Mais le dernier atout joué par M. Rupp est le fleuron de tout son discours :

« Le rejet de cette loi ne contribuera pas peu à apaiser la partie de la population qui ne pouvait se déclarer d'accord avec la reconnaissance de la Constitution avant sa révision. »

M. Rupp s'intéresse à « l'apaisement de la partie de la population » qui n'est pas encore au niveau de Manteuffel !

Voilà comment sont ces Messieurs de la gauche ! Ils sont las de l'agitation tumultueuse, mais comme ils sont députés et qu'ils se rendent compte qu'ils ne peuvent rien contre la dictature du sabre, ils ne souhaitent rien d'autre que de régler une bonne fois les fâcheuses questions de principe, grâce à la déclaration de validité de réviser pro forma la Constitution, de lui prêter serment et d'en « finir avec la révolution ». Alors commencera pour eux la vie sans souci de la routine constitutionnelle, de la déclamation, faite de rien, partant de rien, pour aboutir à rien, une existence d'intrigues, de protections, de changements de ministères, etc.; cette vie de Cocagne olympienne qui, à Paris, durant dix-huit ans, a perverti les Odilon[5] , les Thiers et les Molé français et que Guizot aimait tant appeler le « jeu des institutions constitutionnelles ». Une fois l'incommode mouvement révolutionnaire perdu dans les sables, un ministère Waldeck n'est plus du tout impossible ! Et bien sûr, le peuple n'est pas encore mûr pour la république !

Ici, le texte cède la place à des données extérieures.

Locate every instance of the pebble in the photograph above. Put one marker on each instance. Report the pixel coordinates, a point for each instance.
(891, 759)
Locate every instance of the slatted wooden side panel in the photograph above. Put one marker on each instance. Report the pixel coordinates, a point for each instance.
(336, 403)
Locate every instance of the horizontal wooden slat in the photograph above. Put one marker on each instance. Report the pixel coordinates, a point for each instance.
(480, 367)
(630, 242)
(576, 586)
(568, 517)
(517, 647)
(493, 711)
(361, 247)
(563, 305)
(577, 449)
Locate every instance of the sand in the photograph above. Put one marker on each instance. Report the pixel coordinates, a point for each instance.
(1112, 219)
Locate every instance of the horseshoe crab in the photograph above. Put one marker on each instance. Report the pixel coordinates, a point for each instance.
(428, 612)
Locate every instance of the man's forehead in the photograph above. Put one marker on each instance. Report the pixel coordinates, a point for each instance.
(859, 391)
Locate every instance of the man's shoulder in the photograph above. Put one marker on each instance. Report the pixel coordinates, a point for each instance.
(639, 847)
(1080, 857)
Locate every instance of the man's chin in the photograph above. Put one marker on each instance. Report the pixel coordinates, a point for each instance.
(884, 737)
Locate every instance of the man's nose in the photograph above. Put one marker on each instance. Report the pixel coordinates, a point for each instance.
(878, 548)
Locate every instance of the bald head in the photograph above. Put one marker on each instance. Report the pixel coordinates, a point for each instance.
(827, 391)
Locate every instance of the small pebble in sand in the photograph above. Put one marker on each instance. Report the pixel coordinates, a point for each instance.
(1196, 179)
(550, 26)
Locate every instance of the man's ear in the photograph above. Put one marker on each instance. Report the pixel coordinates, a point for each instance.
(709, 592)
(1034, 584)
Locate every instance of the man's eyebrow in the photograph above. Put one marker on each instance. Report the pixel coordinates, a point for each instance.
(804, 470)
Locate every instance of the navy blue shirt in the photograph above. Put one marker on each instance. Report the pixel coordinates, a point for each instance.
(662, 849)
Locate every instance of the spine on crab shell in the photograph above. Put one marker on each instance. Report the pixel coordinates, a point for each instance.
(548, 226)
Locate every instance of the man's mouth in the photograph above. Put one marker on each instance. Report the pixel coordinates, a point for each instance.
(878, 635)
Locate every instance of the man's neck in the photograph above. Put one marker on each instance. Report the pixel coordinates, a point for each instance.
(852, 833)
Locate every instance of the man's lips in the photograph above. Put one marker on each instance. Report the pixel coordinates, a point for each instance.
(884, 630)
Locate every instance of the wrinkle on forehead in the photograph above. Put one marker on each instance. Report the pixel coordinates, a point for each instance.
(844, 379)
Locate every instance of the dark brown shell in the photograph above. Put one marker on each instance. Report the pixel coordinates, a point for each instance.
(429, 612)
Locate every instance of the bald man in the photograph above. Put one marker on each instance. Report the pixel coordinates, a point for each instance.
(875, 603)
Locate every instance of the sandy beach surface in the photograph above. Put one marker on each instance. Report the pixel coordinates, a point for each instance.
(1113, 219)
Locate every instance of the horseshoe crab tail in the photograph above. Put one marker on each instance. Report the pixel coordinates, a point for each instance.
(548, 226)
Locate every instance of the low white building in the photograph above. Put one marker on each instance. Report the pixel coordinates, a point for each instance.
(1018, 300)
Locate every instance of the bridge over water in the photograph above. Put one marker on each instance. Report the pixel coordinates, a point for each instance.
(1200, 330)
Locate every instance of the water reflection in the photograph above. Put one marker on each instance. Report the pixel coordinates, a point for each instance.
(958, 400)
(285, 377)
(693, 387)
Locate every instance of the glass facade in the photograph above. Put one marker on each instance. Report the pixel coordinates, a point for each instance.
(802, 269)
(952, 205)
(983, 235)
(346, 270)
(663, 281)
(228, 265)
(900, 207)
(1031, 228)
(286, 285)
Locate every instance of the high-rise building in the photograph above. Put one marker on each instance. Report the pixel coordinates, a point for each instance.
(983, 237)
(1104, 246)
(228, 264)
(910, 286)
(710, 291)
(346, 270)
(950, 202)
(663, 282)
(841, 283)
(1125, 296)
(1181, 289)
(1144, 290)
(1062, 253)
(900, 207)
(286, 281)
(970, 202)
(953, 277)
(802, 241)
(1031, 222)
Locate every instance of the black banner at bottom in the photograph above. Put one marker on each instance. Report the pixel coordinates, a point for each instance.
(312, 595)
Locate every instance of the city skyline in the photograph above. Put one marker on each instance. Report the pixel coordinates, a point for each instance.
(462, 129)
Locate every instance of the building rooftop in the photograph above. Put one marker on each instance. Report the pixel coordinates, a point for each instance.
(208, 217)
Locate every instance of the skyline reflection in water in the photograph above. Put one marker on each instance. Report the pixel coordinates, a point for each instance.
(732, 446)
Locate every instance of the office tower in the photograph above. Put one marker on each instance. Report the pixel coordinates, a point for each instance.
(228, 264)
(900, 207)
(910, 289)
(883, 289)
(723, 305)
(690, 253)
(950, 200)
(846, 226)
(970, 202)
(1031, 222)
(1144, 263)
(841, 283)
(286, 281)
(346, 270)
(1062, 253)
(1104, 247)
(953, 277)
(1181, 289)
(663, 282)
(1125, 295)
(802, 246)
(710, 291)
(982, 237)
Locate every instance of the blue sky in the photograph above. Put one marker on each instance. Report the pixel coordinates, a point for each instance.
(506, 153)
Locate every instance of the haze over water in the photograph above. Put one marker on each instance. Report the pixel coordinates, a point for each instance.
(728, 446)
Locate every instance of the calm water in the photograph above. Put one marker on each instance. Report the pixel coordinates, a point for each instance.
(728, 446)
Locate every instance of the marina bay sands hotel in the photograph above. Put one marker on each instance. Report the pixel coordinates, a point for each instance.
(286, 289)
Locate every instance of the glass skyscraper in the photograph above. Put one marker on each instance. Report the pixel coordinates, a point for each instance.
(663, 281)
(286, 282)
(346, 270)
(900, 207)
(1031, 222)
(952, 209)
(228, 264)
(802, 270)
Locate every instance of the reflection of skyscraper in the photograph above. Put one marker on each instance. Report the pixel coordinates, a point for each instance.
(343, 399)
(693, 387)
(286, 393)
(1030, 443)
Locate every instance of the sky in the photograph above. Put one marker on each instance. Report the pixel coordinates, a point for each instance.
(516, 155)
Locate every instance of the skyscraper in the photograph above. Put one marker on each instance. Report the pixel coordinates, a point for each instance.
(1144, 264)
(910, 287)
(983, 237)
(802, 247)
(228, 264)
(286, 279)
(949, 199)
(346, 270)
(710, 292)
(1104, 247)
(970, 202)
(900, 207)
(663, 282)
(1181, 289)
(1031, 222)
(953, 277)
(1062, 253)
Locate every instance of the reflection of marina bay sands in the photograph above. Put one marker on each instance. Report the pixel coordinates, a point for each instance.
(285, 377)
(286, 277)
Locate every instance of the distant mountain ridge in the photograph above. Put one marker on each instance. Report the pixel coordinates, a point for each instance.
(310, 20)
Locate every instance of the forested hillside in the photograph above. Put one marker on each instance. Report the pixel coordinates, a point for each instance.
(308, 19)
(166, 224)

Après le discours de M. Rupp il reste exactement encore tout à dire. D'abord, il n'était pas question de la limitation de la liberté de la presse en général, mais avant tout de la limitation de la liberté de la presse dans les affiches. Il s'agissait d'étudier les effets des affiches, de défendre la « littérature des rues », et tout particulièrement de protéger le droit des ouvriers à la littérature gratuite représentée par les affiches. Il s'agissait non de chercher des excuses au droit à faire de l'agitation au moyen d'affiches, mais de plaider ouvertement en faveur de ce droit. Chez M. Rupp, il n'en est pas question. Les vieux discours sur la liberté de la presse que, durant trente-trois ans de censure, nous avons eu largement l'occasion d'éclairer par devant et par derrière, ces vieux discours, M. Rupp les rabâche une fois de plus avec une sécheresse solennelle, et parce qu'il a dit tout ce que ces Messieurs de la National Zeitung savent sur ce sujet, la National Zeitung croit qu'il l'a épuisé !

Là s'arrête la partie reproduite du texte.